SQL Server 2005 cluster failover failed

We had an annoying problem while performing Windows Updates on the Windows Server 2008 Failover cluster at a customer. While testing the failover, we saw that the SQL Server 2005 cluster resource failover did not succeed. The strange thing was that nothing in the configuration had changed since previous succesfull tests. Also, the other resources failed over without any issues.

We did encounter the following errors in the Windows eventviewer and in the cluster log file under C:\Windows\Cluster\cluster.log

[sqsrvres] ODBC sqldriverconnect failed

[sqsrvres] checkODBCConnectError: sqlstate = 28000; native error = 4818; message = [Microsoft][SQL Native Client][SQL Server]Login failed for user 'NT AUTHORITY\ANONYMOUS LOGON'.

Login failed for user 'NT AUTHORITY\ANONYMOUS LOGON'. [CLIENT: IP]184800000E0000000A00000043004C0044004200310050002D00490030000000070000006D00610073007400650072000000

[sqsrvres] OnlineThread: Error connecting to SQL Server.

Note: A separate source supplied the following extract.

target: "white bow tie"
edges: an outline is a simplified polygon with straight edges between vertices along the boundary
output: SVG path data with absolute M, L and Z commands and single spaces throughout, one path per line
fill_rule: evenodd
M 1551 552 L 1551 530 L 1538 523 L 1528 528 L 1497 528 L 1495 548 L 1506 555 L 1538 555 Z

The client was unable to reuse a session with SPID 110, which had been reset for connection pooling. The failure ID is 88460000140000000A00000043004C0044004200310050002D0049003000000000000000. This error may have been caused by an earlier operation failing. Check the error logs for failed operations immediately before this error message.

SQL Server cannot accept new connections, because it is shutting down. The connection has been closed. [CLIENT: IP]

[sqsrvres] CheckServiceAlive: Service is dead

[sqsrvres] OnlineThread: service stopped while waiting for QP.

I had begun troubleshooting the most basic elements in a SQL Server cluster and started with the Browser Service. The Browser Service seemed to have no problems running but after a lot of searching, I found one inconsistency on one of the nodes.
The Browser Service runs under the Network Service. On each node of the cluster is a local security group that is used to give the required permissions to run the SQL Server Browser Service:

SQLServer2005SQLBrowserUser$ComputerName

Logically, the Network Service should be in this group, so it has the privilege to run the Browser Service correctly. Well, on one node the Network Service account was not in the local security group!

After adding the Network Service account to the local group and restarting the SQL Server Browser Service on both nodes the failover was working again... It was a long search for something as simple as that. It is unexplainable why this setting has changed. (Or rather - which I find more plausible - who had changed it)